Development of a Clinically Applicable NanoString-Based Gene Expression Classifier for Muscle-Invasive Bladder Cancer Molecular Stratification

SIMPLE SUMMARY: Molecular subtyping of muscle-invasive bladder cancer (MIBC) via gene expression can improve therapeutic decision-making and disease prognosis. However, the currently used molecular classification tools are based on complex transcriptomic profiling methodology that hinders timely translation to clinical practice. In this study, we evaluated the NanoString nCounter platform and conventional GATA3-CK5/6 immunohistochemistry for the molecular classification of MIBC in primary care settings. The methodologies were highly concordant and allowed us to explore differences in clinicopathologic parameters and prognosis between intrinsic MIBC molecular subtypes in a cohort of 138 MIBCs.
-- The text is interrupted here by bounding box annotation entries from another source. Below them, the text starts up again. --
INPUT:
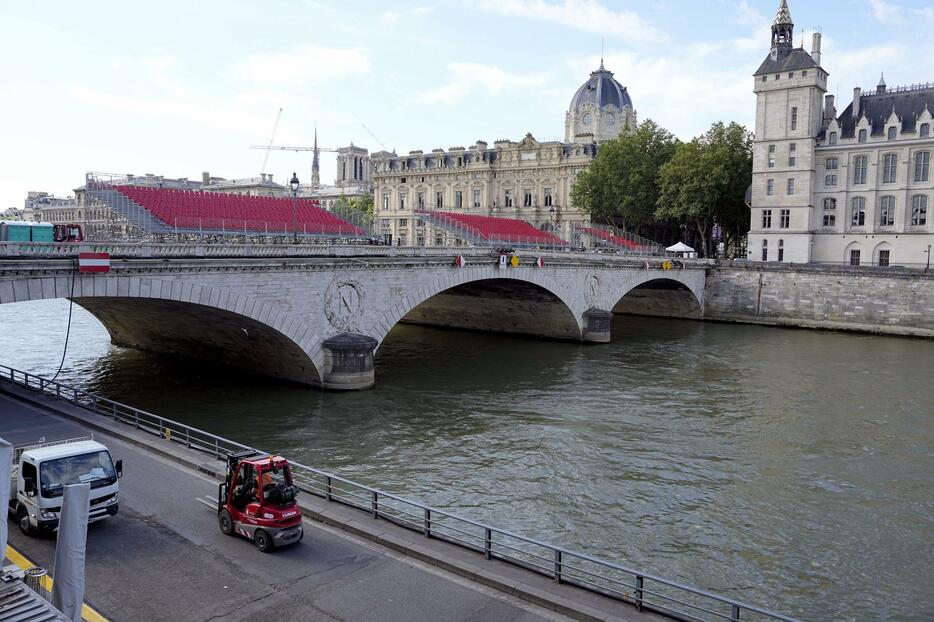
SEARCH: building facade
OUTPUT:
[371,62,636,246]
[748,0,934,266]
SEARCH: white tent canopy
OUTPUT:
[665,242,694,253]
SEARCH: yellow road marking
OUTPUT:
[6,544,107,622]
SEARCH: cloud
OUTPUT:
[469,0,668,42]
[230,45,370,86]
[415,63,548,104]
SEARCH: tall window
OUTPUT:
[882,153,898,184]
[879,197,895,227]
[853,156,869,184]
[915,151,931,181]
[911,194,928,227]
[850,197,866,227]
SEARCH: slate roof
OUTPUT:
[753,47,817,76]
[837,86,934,138]
[570,64,633,113]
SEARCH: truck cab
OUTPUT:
[10,437,123,535]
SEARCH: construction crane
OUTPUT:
[260,108,282,175]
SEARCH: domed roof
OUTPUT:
[570,62,633,112]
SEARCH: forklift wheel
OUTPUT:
[253,529,272,553]
[217,510,233,536]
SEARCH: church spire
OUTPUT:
[311,123,321,188]
[772,0,795,60]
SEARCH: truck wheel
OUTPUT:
[16,505,33,536]
[217,510,233,536]
[253,529,272,553]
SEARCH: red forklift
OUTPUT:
[217,451,305,553]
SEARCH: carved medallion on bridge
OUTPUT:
[584,272,600,306]
[324,279,363,331]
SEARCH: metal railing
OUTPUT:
[0,365,796,622]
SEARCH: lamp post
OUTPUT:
[289,173,298,244]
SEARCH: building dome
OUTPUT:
[568,63,632,114]
[564,60,636,143]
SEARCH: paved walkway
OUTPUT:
[0,383,662,622]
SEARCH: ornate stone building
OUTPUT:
[748,0,934,266]
[372,62,636,246]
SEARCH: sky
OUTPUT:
[0,0,934,210]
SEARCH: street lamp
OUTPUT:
[289,173,298,244]
[548,205,558,252]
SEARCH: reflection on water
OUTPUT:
[0,301,934,620]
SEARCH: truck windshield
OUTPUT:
[39,451,117,497]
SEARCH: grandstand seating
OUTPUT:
[112,186,368,237]
[418,211,568,246]
[578,227,643,251]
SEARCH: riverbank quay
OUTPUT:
[2,368,790,620]
[708,261,934,338]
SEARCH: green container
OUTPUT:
[30,222,55,242]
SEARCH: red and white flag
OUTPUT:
[78,253,110,272]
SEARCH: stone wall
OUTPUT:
[704,264,934,337]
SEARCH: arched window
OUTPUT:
[850,197,866,227]
[879,197,895,227]
[915,151,931,181]
[911,194,928,227]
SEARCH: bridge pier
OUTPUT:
[321,333,377,391]
[581,307,613,343]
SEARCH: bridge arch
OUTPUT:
[0,276,321,385]
[367,266,585,343]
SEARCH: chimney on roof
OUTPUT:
[824,95,837,121]
[811,32,821,67]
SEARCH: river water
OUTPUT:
[0,300,934,620]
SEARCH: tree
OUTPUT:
[655,122,752,257]
[571,119,678,229]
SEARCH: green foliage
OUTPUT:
[571,120,679,228]
[655,122,752,256]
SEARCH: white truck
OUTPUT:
[10,436,123,535]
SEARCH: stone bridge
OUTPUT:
[0,244,707,390]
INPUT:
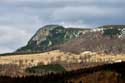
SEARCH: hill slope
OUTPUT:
[52,25,125,53]
[16,25,89,53]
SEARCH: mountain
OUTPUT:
[16,25,125,53]
[52,25,125,54]
[16,25,89,53]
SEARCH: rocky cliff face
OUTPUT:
[16,25,89,53]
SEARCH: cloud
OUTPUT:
[0,26,31,53]
[0,0,125,53]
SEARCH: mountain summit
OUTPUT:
[16,25,89,53]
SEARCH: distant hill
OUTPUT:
[16,25,89,53]
[16,25,125,53]
[51,25,125,53]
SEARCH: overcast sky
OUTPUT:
[0,0,125,53]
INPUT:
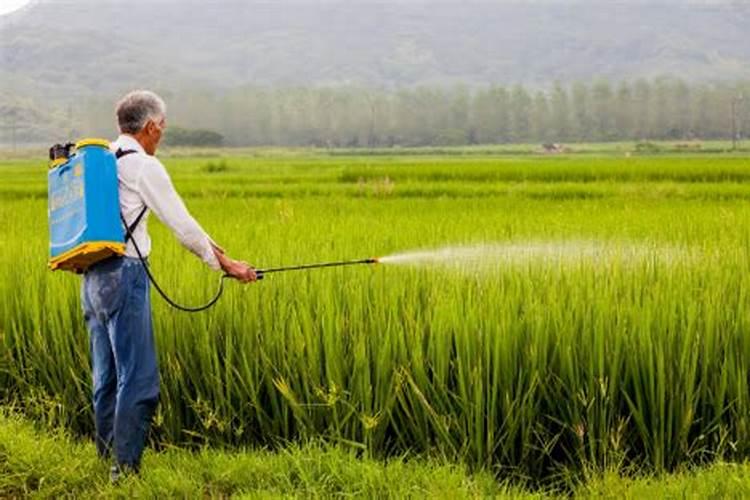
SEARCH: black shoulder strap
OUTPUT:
[115,148,148,243]
[115,148,138,160]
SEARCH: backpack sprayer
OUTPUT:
[47,139,378,312]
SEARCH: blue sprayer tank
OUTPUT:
[47,139,125,273]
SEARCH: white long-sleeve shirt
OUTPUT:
[110,134,221,270]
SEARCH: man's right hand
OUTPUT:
[214,247,258,283]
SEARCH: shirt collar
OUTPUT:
[111,134,146,154]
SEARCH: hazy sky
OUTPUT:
[0,0,30,16]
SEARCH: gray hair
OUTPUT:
[115,90,167,134]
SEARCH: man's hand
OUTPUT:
[214,247,258,283]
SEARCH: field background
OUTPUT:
[0,145,750,484]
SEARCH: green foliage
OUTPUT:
[0,413,750,499]
[0,414,508,498]
[0,151,750,484]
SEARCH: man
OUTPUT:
[82,90,256,481]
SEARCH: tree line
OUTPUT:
[163,79,750,147]
[0,78,750,147]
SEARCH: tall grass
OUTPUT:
[0,153,750,480]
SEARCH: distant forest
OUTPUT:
[0,78,750,147]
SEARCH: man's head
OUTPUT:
[115,90,167,155]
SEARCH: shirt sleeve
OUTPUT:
[138,157,221,271]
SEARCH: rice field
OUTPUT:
[0,151,750,481]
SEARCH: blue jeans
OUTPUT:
[81,257,159,470]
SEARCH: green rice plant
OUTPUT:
[0,154,750,482]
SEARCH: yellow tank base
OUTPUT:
[49,241,125,274]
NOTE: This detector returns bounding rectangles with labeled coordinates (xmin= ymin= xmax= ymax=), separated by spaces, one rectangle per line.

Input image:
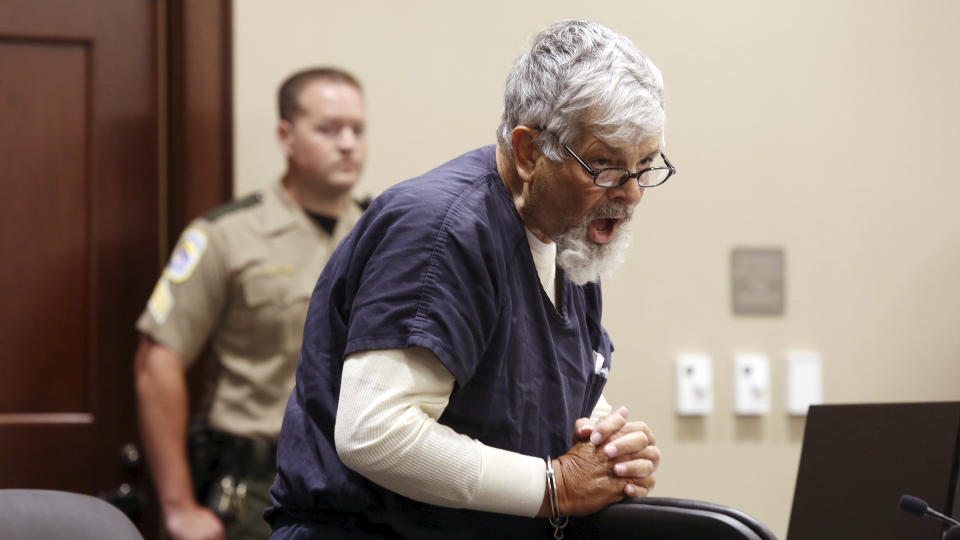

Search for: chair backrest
xmin=0 ymin=489 xmax=143 ymax=540
xmin=572 ymin=497 xmax=777 ymax=540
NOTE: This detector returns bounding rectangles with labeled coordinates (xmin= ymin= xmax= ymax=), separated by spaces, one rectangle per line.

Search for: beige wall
xmin=235 ymin=0 xmax=960 ymax=536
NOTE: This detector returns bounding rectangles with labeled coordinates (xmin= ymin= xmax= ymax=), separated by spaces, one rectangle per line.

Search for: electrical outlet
xmin=677 ymin=354 xmax=713 ymax=416
xmin=733 ymin=354 xmax=770 ymax=416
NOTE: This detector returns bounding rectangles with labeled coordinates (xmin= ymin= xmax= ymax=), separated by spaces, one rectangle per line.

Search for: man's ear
xmin=277 ymin=119 xmax=293 ymax=158
xmin=510 ymin=126 xmax=542 ymax=182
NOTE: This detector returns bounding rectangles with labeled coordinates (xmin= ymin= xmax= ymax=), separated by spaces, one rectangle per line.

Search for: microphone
xmin=900 ymin=494 xmax=960 ymax=528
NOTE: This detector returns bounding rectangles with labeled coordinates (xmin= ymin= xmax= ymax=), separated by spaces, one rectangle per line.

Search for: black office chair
xmin=0 ymin=489 xmax=143 ymax=540
xmin=569 ymin=497 xmax=777 ymax=540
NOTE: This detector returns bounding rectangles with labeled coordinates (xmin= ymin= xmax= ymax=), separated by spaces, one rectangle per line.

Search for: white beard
xmin=552 ymin=204 xmax=633 ymax=285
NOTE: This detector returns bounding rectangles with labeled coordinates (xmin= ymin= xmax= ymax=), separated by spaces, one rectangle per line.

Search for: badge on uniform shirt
xmin=163 ymin=227 xmax=207 ymax=283
xmin=147 ymin=277 xmax=173 ymax=324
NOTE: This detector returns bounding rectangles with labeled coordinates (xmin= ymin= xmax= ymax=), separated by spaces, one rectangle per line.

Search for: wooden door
xmin=0 ymin=0 xmax=161 ymax=528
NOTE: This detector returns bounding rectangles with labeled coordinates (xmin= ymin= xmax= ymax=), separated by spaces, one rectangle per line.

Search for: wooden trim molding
xmin=165 ymin=0 xmax=233 ymax=249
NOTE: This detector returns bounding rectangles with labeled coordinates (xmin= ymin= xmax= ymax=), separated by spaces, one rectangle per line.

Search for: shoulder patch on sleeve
xmin=147 ymin=277 xmax=173 ymax=325
xmin=203 ymin=191 xmax=263 ymax=222
xmin=163 ymin=227 xmax=207 ymax=283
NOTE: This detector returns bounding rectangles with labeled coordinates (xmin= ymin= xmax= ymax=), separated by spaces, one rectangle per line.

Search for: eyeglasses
xmin=561 ymin=143 xmax=677 ymax=188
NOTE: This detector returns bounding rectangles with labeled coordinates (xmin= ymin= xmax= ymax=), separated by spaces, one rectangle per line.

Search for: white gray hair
xmin=497 ymin=20 xmax=666 ymax=161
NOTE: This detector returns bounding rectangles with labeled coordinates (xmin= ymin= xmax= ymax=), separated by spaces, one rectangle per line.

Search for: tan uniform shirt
xmin=137 ymin=182 xmax=361 ymax=440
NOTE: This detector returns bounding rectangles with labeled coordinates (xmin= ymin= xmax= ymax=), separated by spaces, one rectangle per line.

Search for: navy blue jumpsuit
xmin=265 ymin=146 xmax=612 ymax=539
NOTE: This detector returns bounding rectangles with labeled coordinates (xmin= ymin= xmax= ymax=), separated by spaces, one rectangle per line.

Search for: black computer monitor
xmin=787 ymin=402 xmax=960 ymax=540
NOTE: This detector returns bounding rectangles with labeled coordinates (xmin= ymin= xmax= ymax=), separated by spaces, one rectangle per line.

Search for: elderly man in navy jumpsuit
xmin=265 ymin=20 xmax=675 ymax=539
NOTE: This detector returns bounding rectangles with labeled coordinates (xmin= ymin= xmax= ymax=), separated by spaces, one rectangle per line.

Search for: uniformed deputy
xmin=135 ymin=68 xmax=366 ymax=540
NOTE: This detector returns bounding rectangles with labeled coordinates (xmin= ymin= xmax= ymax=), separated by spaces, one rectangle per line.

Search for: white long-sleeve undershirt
xmin=334 ymin=231 xmax=611 ymax=517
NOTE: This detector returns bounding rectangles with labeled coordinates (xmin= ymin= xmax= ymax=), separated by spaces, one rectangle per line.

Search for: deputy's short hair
xmin=277 ymin=66 xmax=363 ymax=122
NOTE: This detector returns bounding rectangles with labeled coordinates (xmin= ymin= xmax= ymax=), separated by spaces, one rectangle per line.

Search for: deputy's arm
xmin=134 ymin=337 xmax=224 ymax=540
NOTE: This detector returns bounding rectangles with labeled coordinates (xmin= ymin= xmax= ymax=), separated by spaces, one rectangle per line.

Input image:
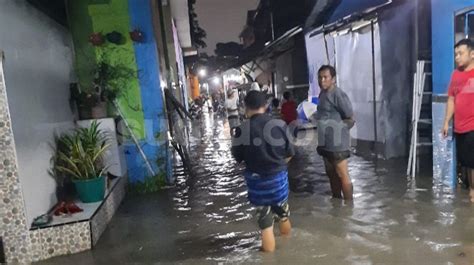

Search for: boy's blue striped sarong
xmin=244 ymin=170 xmax=289 ymax=206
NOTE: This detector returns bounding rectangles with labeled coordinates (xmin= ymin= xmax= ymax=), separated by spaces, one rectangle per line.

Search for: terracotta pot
xmin=89 ymin=33 xmax=105 ymax=46
xmin=91 ymin=102 xmax=107 ymax=119
xmin=130 ymin=29 xmax=145 ymax=42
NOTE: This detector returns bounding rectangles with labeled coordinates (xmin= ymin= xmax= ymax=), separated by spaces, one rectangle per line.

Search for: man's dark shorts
xmin=456 ymin=131 xmax=474 ymax=169
xmin=317 ymin=147 xmax=351 ymax=163
xmin=257 ymin=202 xmax=290 ymax=230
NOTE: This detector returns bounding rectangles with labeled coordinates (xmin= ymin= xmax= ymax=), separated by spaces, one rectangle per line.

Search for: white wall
xmin=0 ymin=0 xmax=73 ymax=225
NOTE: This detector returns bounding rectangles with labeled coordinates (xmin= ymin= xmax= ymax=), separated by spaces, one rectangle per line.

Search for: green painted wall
xmin=68 ymin=0 xmax=145 ymax=136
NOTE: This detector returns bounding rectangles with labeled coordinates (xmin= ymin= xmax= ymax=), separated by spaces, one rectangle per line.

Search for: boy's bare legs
xmin=467 ymin=168 xmax=474 ymax=203
xmin=324 ymin=158 xmax=342 ymax=199
xmin=262 ymin=225 xmax=281 ymax=252
xmin=280 ymin=218 xmax=291 ymax=236
xmin=335 ymin=159 xmax=353 ymax=201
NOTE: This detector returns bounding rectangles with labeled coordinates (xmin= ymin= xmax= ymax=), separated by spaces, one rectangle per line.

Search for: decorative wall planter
xmin=105 ymin=31 xmax=125 ymax=45
xmin=89 ymin=32 xmax=105 ymax=46
xmin=73 ymin=176 xmax=105 ymax=203
xmin=130 ymin=29 xmax=145 ymax=42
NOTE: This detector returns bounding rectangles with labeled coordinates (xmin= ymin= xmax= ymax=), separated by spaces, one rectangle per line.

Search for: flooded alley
xmin=42 ymin=114 xmax=474 ymax=264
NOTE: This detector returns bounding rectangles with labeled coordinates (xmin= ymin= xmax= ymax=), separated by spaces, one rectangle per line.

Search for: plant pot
xmin=78 ymin=107 xmax=92 ymax=120
xmin=91 ymin=102 xmax=107 ymax=119
xmin=73 ymin=176 xmax=105 ymax=203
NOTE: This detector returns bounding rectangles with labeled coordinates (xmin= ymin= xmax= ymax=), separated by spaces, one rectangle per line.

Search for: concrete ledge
xmin=29 ymin=177 xmax=127 ymax=262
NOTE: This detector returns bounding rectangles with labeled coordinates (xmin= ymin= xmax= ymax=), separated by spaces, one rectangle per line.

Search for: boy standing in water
xmin=232 ymin=91 xmax=294 ymax=252
xmin=442 ymin=39 xmax=474 ymax=200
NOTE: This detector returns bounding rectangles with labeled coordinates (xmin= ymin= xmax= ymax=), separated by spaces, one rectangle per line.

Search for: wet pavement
xmin=42 ymin=111 xmax=474 ymax=264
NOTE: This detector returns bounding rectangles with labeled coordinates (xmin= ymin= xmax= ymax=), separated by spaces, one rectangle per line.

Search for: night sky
xmin=196 ymin=0 xmax=259 ymax=55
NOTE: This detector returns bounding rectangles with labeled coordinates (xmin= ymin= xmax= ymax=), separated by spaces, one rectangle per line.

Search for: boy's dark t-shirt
xmin=232 ymin=114 xmax=295 ymax=176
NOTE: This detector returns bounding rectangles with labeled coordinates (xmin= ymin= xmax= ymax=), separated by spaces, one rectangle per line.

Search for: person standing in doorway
xmin=225 ymin=89 xmax=240 ymax=136
xmin=442 ymin=39 xmax=474 ymax=203
xmin=316 ymin=65 xmax=354 ymax=201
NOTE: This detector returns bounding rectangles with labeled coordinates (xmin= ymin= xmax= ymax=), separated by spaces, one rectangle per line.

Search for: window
xmin=454 ymin=7 xmax=474 ymax=43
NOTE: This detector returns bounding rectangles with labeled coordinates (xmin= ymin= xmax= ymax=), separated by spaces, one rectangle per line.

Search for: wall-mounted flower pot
xmin=130 ymin=29 xmax=145 ymax=42
xmin=91 ymin=102 xmax=107 ymax=119
xmin=105 ymin=31 xmax=125 ymax=45
xmin=73 ymin=176 xmax=105 ymax=203
xmin=89 ymin=32 xmax=105 ymax=46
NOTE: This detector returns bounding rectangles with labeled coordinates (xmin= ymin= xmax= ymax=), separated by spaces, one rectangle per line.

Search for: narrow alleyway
xmin=42 ymin=110 xmax=474 ymax=264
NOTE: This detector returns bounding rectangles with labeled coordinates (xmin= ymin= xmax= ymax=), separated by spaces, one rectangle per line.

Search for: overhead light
xmin=198 ymin=68 xmax=207 ymax=77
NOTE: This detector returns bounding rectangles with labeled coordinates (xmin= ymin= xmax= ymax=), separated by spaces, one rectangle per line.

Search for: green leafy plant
xmin=51 ymin=121 xmax=109 ymax=180
xmin=73 ymin=48 xmax=137 ymax=108
xmin=129 ymin=173 xmax=166 ymax=194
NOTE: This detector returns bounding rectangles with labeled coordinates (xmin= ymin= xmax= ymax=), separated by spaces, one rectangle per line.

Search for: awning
xmin=306 ymin=0 xmax=393 ymax=31
xmin=325 ymin=0 xmax=392 ymax=24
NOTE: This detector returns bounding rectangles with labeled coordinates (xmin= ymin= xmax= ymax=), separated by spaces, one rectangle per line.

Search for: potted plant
xmin=54 ymin=121 xmax=109 ymax=203
xmin=73 ymin=52 xmax=136 ymax=119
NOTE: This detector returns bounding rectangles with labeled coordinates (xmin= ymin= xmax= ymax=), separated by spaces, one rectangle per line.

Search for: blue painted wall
xmin=126 ymin=0 xmax=169 ymax=183
xmin=432 ymin=0 xmax=474 ymax=95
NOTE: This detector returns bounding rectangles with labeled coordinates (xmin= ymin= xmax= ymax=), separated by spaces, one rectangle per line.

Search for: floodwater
xmin=40 ymin=114 xmax=474 ymax=265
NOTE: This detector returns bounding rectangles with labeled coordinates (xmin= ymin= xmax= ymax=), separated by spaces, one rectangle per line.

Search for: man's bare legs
xmin=467 ymin=168 xmax=474 ymax=203
xmin=262 ymin=225 xmax=275 ymax=252
xmin=324 ymin=158 xmax=342 ymax=199
xmin=335 ymin=159 xmax=353 ymax=201
xmin=280 ymin=218 xmax=291 ymax=236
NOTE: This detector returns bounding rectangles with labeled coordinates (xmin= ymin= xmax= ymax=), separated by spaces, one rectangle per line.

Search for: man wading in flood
xmin=316 ymin=65 xmax=354 ymax=201
xmin=442 ymin=39 xmax=474 ymax=203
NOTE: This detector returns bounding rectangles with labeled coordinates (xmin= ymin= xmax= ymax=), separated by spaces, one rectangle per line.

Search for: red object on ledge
xmin=53 ymin=201 xmax=83 ymax=216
ABSTRACT: Transcriptional profiling of muscle-invasive bladder cancer (MIBC) using RNA sequencing (RNA-seq) technology has demonstrated the existence of intrinsic basal and luminal molecular subtypes that vary in their prognosis and response to therapy. However, routine use of RNA-seq in a clinical setting is restricted by cost and technical difficulties. Herein, we provide a single-sample NanoString-based seven-gene (KRT5, KRT6C, SERPINB13, UPK1A, UPK2, UPK3A and KRT20) MIBC molecular classifier that assigns a luminal and basal molecular subtype. The classifier was developed in a series of 138 chemotherapy naïve MIBCs split into training (70%) and testing (30%) datasets. Further, we validated the previously published CK5/6 and GATA3 immunohistochemical classifier which showed high concordance of 96.9% with the NanoString-based gene expression classifier. Immunohistochemistry-based molecular subtypes significantly correlated with recurrence-free survival (RFS) and disease-specific survival (DSS) in univariable (p = 0.006 and p = 0.011, respectively) and multivariate cox regression analysis for DSS (p = 0.032). Used sequentially, the immunohistochemical- and NanoString-based classifiers provide faster turnaround time, lower cost per sample and simpler data analysis for ease of clinical implementation in routine diagnostics.